J'avais huit ans à l'époque. Ma sœur Ruti en avait six.
Tous deux, grâce à des bénédictions particulières, nous étions bien plus mûrs que les enfants de notre âge.
« Maman ! »
Une fillette du même âge que Ruti, assise un peu plus loin, se mit à pleurer et s'accrocha à sa mère. La mère lança un « Tu as six ans maintenant ! » en jetant un œil inquiet aux alentours, mais elle caressait doucement la tête de sa fille agrippée à son bras.
« …… »
Ruti observait la scène avec son regard habituel… les gens autour disent qu'il est froid, mais ce n'est pas vrai, elle a juste du mal à exprimer ses émotions… elle fixait simplement la scène sans un mot.
Quand je jetai un coup d'œil autour de moi, je vis qu'il n'était pas rare de voir des enfants se serrer la main avec leurs parents ou leurs frères et sœurs.
Tout le monde avait peur.
« Ruti. »
« Quoi ? »
« T'as pas peur ? »
« … La tempête ? Le tonnerre ? Ou la possibilité que le bâtiment s'effondre et nous écrase tous ? »
D'une voix plate, pour confirmer ce que je demandais, ma sœur aux yeux calmes et purs me regarda. Je lui caressai lentement la tête.
« Peu importe. Y a-t-il quelque chose qui te fait peur en ce moment ? »
« Non. Parce que je n'ai rien qui me fait peur. »
« Je n'ai rien qui me fait peur. » C'est exactement la même réplique qu'elle avait lancée à un meneur de gamins de treize ans, ce qui avait déclenché une grosse bagarre.
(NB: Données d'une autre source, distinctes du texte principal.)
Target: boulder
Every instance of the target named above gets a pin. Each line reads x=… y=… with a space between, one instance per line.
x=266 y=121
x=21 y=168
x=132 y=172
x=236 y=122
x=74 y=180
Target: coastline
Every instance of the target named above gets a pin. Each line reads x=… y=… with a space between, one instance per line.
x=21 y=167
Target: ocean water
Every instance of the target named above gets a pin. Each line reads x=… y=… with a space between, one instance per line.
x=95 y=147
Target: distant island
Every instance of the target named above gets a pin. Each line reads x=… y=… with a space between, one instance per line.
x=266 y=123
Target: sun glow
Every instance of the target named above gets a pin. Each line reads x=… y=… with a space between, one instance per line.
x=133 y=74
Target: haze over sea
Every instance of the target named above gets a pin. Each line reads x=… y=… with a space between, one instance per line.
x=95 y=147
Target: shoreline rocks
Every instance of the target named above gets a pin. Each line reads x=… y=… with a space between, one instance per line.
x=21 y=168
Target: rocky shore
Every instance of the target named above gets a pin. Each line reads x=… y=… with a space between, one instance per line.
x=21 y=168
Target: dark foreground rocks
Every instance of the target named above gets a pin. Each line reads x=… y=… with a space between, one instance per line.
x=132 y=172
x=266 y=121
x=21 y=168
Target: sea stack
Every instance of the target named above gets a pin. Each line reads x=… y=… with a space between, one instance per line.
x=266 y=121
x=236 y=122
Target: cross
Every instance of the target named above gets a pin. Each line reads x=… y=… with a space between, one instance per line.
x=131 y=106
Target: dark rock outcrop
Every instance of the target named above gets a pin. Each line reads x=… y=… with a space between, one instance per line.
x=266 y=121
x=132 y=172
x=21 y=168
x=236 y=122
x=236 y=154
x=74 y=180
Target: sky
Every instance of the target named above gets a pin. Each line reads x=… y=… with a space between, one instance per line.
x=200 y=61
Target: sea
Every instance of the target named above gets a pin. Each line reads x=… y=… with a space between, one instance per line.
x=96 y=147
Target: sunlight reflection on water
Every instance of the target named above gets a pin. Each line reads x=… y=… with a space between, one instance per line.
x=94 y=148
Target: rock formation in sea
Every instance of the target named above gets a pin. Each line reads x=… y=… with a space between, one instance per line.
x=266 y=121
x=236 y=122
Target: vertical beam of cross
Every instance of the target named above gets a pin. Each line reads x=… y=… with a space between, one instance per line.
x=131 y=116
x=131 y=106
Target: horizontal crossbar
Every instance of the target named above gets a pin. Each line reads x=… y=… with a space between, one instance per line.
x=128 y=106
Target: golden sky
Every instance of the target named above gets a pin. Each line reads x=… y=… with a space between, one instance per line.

Même si elle possédait la bénédiction du Héros, Ruti n'était qu'une enfant de niveau 1, sans équipement ni expérience du combat. Face à elle, le gamin précoce qui avait obtenu la bénédiction de « Guerrier » au niveau 3, armé d'un bâton — une arme tout de même —, vêtu d'une épaisse armure de tissu et muni d'un vieux bouclier en bois, était un adversaire bien trop coriace. Elle rentra à la maison après s'être fait frapper par le bâton.
Ruti n'avait fait que dire la vérité : née avec une immunité totale contre la peur, elle n'avait rien qui l'effrayait.
… Bien sûr, par la suite, je tabassai le meneur de gamins tout autant… disons 1,5 fois plus… 2, non, 2,2 fois plus, disons… oui, probablement ce ratio… et je le forçai à s'excuser devant Ruti.
C'est pourquoi je dus endosser le rôle de meneur de gamins pendant un moment. Comme c'était encombrant, j'ordonnai à un autre gamin de onze ans, qui possédait la bénédiction de « Cavalier », de remettre les choses en ordre.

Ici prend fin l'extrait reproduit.